Calendário em contínuo vs. sucesso escolar

Educar… hoje A meio do ano lectivo, começa a contagem decrescente para as férias do Verão. Mas… é verdade, Julho e Agosto ainda vêm longe. Pensar no calor e no sol quente e abrasador, que nos alegra a alma e nos faz retemperar energias, parece um exercício pouco consistente nestes dias de frio, invernosos e tão gélidos, como há muito não nos lembrávamos, por termos memória curta.

O que é certo é que o calendário não pára. Daqui a pouco mais de dois meses, sairão as notas do segundo período, as avaliações intercalares vêm um mês antes, mas há pais e encarregados de educação (EE) que ainda não sabem as informações relativas aos primeiros três meses de aulas, vulgo primeiro período. Sim, sei que o facto de não comparecerem na escola não é condição sine qua non de desinteresse e falta de acompanhamento dos educandos. Sim, sei que, se todos os EE se dirigissem à escola para uma entrevista de 15 minutos com o Director de Turma (DT) (do 2º e 3º ciclos e do ensino secundário, já que no primeiro ciclo – antiga escola primária – quase todos, senão todos, acompanham o dia-a-dia escolar dos seus meninos), faltariam aos empregos cerca de uma hora, o que lhes descontaria no ordenado mensal. Sim, sei que os 15 minutos por período não seriam suficientes para a maioria dos pais, que gosta de conversar com os professores e ouvir contar os aspectos positivos dos seus filhos. Que pena que muitos dos EE só vão à escola para ouvir queixas!

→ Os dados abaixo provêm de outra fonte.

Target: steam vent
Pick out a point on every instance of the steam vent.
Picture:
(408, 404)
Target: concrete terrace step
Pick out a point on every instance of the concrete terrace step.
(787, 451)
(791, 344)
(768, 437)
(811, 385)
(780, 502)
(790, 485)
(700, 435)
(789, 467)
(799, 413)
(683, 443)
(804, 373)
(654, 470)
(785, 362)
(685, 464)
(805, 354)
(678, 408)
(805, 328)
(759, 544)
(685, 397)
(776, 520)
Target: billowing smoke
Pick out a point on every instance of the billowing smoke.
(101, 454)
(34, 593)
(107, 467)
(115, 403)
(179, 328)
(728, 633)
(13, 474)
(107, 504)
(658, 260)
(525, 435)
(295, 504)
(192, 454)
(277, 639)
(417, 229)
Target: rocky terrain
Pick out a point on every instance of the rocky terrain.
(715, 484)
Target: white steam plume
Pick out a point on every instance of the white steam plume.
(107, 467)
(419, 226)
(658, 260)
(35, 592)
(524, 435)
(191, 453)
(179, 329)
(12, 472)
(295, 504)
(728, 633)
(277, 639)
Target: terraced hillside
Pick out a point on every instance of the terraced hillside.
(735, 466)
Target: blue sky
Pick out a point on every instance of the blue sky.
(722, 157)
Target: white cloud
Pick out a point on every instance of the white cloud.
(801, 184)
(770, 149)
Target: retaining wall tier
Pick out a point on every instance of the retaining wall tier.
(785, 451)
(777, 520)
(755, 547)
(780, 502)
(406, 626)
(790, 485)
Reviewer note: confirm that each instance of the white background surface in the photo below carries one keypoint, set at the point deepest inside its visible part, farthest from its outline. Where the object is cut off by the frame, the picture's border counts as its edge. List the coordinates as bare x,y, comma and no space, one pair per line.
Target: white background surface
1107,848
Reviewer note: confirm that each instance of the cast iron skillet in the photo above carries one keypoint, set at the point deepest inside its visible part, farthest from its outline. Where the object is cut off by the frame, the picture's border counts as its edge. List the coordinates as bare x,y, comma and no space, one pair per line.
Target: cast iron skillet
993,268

Mas não, não sabia que muitos pais, não tendo ido buscar as notas, desconhecem as classificações que os seus filhos obtiveram no primeiro período. Pensava eu que um DT não ficaria surpreendido com a surpresa (redundância aqui propositada) de um EE, quando lhe anunciasse as negativas que o seu educando tinha. Não sorriam perante a minha ingenuidade! Aliás, a ingenuidade dos alunos que escondem as notas aos pais é que me faz sorrir! Agora, sorrio eu perante a vossa incredulidade: e quando um aluno diz ao seu DT as notas que teve, omitindo uma negativa?! Omite-a, porque não viu a pauta ou porque pensa que o DT não sabe?! E quando diz ao DT que não teve negativa na disciplina dada pelo DT?! Estranho? É verdade, mas acontece!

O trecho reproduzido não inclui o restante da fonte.